For 11 years, Doug Lindsay has been confined to bed
Doug Lindsay collapsed when he was 21 years old: like his mother, he had to deal with a mysterious condition that required him to spend most of the day in bed. No doctor could tell him what was wrong. And so he went looking for himself.
From one day to the next, Doug Lindsay from Missouri in the Midwestern United States became very ill. Lindsay had just come home from his college classes in 1999 when he experienced dizziness, cramps, fatigue, and too fast heartbeat. He could barely stand for a few minutes before he had to rest again, flat on the back.
He spent the next 11 years mostly in bed. He just got up to eat and go to the bathroom. The doctors were facing a mystery. Countless tests and treatments had yielded nothing. For Lindsay herself, that didn’t come as a surprise. His own mother was struck down by the same condition, and she, too, was never diagnosed with a redeeming diagnosis. The same fate befell his aunt.
Mattress in the car
Doug Lindsay who initially studied biology decided to take matters into his own hands. He got into the medical literature. He found out that his condition could possibly have something to do with an adrenal disorder, small organs just lying on the kidneys and producing hormones, among other things. His hypothesis was that his body was producing too much adrenaline.
Lindsay joined forces with Dr. H. Cecil Coghlan, a medical scientist, and professor at the University of Alabama-Birmingham. He convinced Coghlan to experiment with an existing drug, levophed, that counteracts the symptoms of excessive adrenalin production.
In 2004, Lindsay and friends from Missouri drove to Birmingham for a first treatment. Because he couldn’t sit up for so long, he was on a mattress in the back of the car for the entire 500-mile drive. In Birmingham, he was given an IV that would give him the drug 24 hours a day. It turned out to be the first break. With the medicine, he was able to spend short periods of active time. So he could attend a few weddings and visit the doctor himself.
“We found it”
The exact nature of his condition remained a mystery – until 2006. It has been speculated for some time that an adrenalin lump could cause too much adrenaline to be produced. But such tumors were not visible on earlier scans. Until one of the images suddenly showed something remarkable: something in the adrenal glands of Doug Lindsay reacted like a tumor, but it wasn’t. Coghlan called Lindsay with the redeeming message: “We found it”. The official diagnosis was “bilateral adrenal medullary hyperplasia.” The inner area of the adrenal glands were enlarged and acted as tumors. As a result, the adrenal glands produced far too much adrenaline.

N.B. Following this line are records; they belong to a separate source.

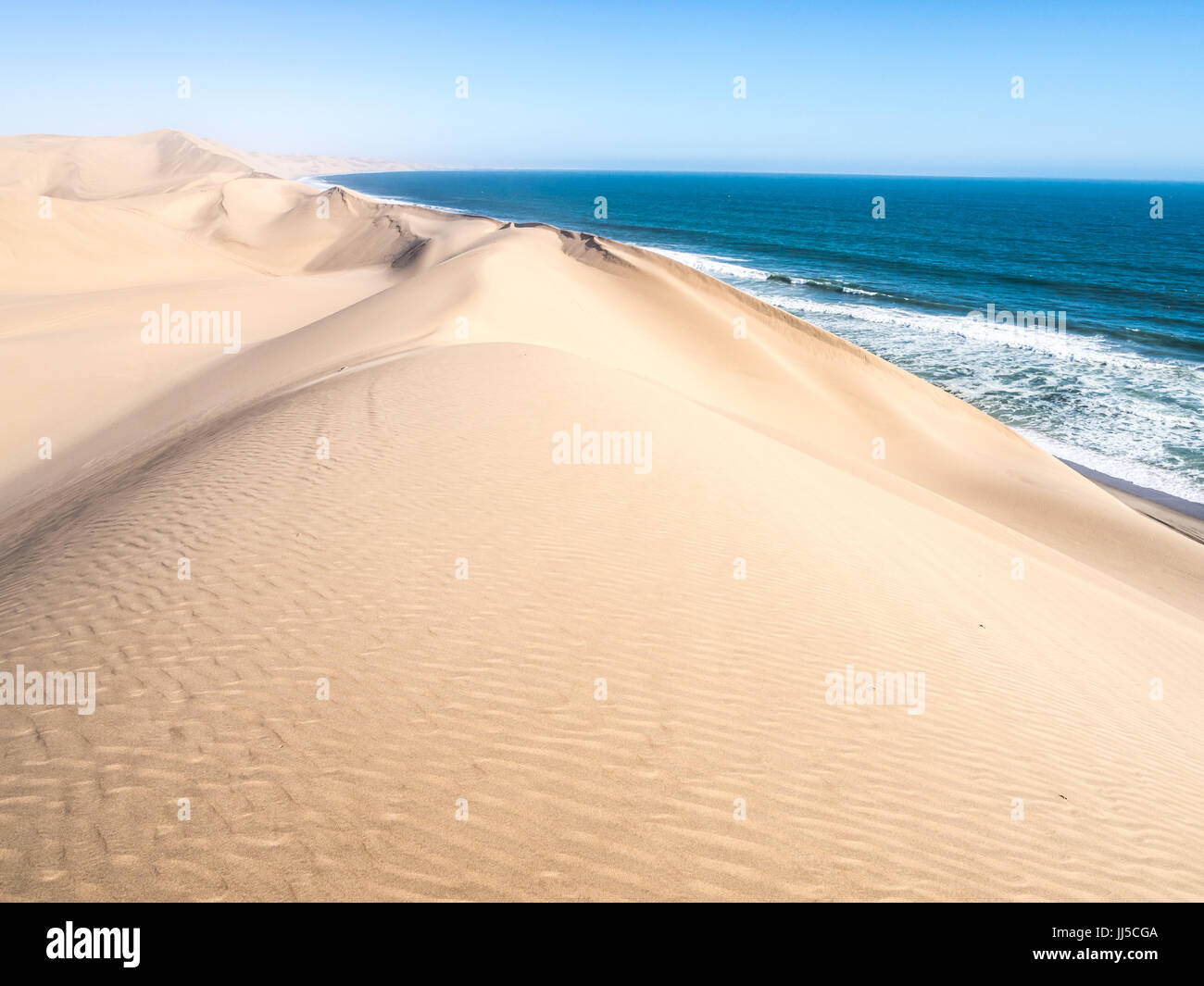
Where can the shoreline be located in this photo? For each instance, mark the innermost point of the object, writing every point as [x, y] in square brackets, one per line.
[1183, 516]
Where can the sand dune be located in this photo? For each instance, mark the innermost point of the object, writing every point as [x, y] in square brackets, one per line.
[437, 356]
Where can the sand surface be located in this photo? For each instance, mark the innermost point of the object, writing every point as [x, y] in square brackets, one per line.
[545, 680]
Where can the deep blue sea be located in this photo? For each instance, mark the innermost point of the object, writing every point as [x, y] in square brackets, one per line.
[1120, 389]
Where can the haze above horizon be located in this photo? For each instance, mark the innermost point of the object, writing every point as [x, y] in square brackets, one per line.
[861, 88]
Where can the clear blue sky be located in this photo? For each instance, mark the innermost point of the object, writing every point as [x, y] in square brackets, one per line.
[1111, 89]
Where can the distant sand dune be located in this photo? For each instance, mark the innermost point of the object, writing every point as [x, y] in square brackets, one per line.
[484, 689]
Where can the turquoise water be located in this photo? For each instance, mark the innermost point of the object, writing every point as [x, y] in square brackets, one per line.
[1119, 389]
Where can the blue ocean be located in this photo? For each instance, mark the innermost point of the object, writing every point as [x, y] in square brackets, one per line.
[1111, 377]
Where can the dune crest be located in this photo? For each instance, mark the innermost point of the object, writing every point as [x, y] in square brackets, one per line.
[543, 680]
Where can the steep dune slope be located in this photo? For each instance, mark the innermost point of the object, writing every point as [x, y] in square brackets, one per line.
[565, 653]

Convinced that a more permanent solution was now within reach, Doug once again delved into the books. He came up with a simple solution: remove the enlarged areas and the production of adrenaline would stabilize. A bit like removing the egg yolk from a hard-boiled egg says CNN.
The problem was that the operation did not exist in practice either. Some scientists had already carried out similar interventions in animals, but never in humans. In 2010, eleven years after the disease hit, he found a surgeon who dared to perform the daring surgery. In September, Lindsay was operated on one of his adrenal glands – successfully. The effect was massive. By December of the same year, he was able to walk more than a kilometer. Two years later, he went under the knife a second time to take care of the other adrenal gland.
Today Lindsay is 41 years old. He is still struggling with health problems but is no longer confined to bed. He returned to college to complete his biology education and now he travels around the world to talk about his condition and the search for a solution. He already spoke at Stanford and Harvard. “I received help from others,” he explains to CNN. “And now I have to help people.”